Home Office inks e-Borders contract

The Trusted Borders consortium has signed a contract with the UK Home Office to develop and implement the nation’s `e-Borders’ project

The Raytheon Systems-led Trusted Borders consortium has signed a contract with the UK Home Office to develop and implement the nation’s ‘e-Borders’ project, an advanced border control and security programme.

e-Borders will collect and analyse passenger and crew data provided by carriers in respect of all journeys to and from the UK in advance of a journey. This will support an intelligence-led approach to operating border controls, by identifying those involved in abuse of UK immigration laws, serious and organised crime and terrorism.

Members of the consortium have already begun work on the e-Borders programme, building upon the country’s current pilot programme for border control. It will be expanded into a fully flexible, scalable and robust e-Borders capability within two years. Ninety-five percent of the work will be carried out in the UK.

The prime contractor for the Trusted Borders consortium is Harlow, Essex-based Raytheon Systems, which will be responsible for systems integration, travel services and overall project management. The other participants are Serco, Accenture, DeticaQinetiq, Capgemini and Steria.
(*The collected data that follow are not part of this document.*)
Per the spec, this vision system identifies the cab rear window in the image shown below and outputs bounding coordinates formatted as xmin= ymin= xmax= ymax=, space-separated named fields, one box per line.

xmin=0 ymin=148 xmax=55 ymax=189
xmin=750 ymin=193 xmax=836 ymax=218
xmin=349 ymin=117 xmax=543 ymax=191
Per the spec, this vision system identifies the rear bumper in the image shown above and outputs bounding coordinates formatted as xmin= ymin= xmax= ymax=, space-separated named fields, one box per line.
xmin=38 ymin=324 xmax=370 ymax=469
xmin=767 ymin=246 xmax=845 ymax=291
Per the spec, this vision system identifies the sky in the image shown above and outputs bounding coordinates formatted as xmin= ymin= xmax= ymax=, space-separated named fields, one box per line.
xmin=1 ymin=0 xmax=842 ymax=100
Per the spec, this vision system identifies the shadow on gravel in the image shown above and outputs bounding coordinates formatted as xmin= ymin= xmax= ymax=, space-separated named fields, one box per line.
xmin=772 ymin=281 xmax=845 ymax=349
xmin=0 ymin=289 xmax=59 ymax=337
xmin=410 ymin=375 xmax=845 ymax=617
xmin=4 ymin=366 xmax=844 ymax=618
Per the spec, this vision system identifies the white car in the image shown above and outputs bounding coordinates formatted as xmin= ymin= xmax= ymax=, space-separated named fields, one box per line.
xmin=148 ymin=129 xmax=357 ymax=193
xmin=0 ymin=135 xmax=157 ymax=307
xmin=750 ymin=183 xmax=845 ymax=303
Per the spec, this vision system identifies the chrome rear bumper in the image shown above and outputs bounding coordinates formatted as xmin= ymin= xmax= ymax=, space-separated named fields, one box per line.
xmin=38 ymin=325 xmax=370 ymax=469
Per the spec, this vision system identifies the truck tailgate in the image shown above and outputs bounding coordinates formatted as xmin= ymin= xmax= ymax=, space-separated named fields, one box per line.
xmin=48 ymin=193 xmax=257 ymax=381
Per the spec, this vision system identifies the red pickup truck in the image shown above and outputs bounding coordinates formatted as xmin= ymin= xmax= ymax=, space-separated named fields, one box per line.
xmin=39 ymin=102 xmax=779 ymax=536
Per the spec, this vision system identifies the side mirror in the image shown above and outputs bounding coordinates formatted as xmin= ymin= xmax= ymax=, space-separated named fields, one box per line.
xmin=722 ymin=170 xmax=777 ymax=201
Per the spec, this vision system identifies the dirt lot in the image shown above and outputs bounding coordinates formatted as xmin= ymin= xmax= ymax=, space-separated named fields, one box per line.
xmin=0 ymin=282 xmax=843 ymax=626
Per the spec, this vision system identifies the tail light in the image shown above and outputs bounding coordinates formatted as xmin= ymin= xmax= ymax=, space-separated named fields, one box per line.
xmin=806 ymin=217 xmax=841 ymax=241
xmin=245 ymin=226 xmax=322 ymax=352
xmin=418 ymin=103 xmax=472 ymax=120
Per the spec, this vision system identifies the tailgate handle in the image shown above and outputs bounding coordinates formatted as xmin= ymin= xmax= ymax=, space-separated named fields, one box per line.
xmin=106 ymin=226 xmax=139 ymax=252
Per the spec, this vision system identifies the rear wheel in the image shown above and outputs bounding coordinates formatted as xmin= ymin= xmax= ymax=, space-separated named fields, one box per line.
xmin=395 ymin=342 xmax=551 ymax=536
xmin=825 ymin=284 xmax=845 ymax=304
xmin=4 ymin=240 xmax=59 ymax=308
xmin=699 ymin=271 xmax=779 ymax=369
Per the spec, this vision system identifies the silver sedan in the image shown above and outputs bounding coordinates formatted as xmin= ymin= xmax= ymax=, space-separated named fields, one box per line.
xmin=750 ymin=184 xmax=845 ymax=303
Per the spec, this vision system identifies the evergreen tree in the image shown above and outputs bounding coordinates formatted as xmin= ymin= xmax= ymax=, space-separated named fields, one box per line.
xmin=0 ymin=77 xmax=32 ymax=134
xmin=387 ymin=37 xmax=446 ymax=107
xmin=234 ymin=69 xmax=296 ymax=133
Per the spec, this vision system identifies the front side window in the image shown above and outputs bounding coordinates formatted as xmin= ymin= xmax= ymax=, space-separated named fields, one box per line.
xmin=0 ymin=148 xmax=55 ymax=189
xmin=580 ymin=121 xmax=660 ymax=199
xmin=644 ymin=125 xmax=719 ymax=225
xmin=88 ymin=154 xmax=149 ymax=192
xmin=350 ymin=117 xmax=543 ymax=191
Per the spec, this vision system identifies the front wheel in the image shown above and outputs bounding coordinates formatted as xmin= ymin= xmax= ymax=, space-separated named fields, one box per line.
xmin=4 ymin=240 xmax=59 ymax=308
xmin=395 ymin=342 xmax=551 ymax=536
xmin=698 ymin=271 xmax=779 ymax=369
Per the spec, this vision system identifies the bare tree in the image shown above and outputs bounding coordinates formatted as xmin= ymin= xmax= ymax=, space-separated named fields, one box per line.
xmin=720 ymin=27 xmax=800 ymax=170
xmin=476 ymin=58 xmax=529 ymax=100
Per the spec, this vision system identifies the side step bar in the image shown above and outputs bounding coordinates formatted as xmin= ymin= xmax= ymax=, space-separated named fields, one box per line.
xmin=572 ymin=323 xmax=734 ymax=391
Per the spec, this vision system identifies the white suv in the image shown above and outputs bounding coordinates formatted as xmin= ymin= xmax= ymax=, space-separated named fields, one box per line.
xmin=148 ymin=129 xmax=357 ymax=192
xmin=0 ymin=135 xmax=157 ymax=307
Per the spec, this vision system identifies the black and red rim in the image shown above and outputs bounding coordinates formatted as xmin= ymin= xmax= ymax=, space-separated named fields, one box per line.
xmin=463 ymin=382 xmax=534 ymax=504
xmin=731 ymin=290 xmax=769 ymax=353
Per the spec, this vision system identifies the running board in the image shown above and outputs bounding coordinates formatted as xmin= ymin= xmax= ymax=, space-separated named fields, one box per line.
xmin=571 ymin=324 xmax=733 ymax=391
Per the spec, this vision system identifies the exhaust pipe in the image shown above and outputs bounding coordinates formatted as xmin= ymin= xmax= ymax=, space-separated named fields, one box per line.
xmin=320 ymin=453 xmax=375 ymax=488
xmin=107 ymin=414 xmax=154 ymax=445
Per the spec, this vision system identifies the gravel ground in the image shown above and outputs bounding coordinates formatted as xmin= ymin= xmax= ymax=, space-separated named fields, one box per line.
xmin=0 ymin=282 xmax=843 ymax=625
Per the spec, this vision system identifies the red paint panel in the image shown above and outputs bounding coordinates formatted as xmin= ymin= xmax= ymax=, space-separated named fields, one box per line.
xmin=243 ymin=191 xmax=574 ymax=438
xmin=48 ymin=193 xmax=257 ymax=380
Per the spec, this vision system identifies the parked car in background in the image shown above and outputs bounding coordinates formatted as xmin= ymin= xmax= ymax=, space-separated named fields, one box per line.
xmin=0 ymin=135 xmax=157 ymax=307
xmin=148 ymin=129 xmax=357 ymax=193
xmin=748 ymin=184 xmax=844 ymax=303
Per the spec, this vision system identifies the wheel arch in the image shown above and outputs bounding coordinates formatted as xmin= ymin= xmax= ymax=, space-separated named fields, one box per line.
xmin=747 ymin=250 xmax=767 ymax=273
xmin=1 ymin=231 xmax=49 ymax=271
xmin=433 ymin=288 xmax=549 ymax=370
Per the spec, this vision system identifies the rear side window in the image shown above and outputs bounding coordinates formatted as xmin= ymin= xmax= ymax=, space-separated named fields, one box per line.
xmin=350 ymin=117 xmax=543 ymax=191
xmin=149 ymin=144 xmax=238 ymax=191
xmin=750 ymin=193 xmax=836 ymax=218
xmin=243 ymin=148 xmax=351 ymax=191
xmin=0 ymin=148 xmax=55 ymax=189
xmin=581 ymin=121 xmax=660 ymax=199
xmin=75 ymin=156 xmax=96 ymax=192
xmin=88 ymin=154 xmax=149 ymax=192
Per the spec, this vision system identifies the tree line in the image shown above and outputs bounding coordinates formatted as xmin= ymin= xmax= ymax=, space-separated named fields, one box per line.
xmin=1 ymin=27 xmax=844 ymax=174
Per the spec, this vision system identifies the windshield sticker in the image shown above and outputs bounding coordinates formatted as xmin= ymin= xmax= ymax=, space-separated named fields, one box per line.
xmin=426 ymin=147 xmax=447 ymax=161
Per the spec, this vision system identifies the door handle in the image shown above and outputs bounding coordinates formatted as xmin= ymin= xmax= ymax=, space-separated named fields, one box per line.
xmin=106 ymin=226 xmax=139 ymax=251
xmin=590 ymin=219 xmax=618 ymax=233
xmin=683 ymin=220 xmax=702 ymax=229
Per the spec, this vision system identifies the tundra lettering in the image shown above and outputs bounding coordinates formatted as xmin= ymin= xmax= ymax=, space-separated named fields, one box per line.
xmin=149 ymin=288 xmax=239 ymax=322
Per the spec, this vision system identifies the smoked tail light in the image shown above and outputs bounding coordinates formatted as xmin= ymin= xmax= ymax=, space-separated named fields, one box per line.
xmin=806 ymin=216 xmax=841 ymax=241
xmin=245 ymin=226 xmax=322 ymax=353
Serco, based in Hook, Hampshire, will be responsible for infrastructure and service management. Serco already provides the Mycroft intelligence management system to the UK Borders and Immigration Agency.

London-headquartered Accenture will be responsible for training end users of the system and helping to measure the overall business benefits of the e-Borders programme.

Detica, from Guildford, Surrey, will provide intelligence and analytics services. In one of its most recent assignments, Detica carried out complex analysis of cross-border freight movements for HM Revenue & Customs.

Farnborough’s Qinetiq will be responsible for security accreditation and human factors. The company previously developed and runs Borderwatch, which detects stowaways in vehicles, for the Department for Transport.

Capgemini, whose head office is in Woking, will develop business architecture, including the design of business processes, organisation structure and primary data flows.

Steria, an IT service provider based in Hemel Hempstead, Hertfordshire, will supply  agency interfaces.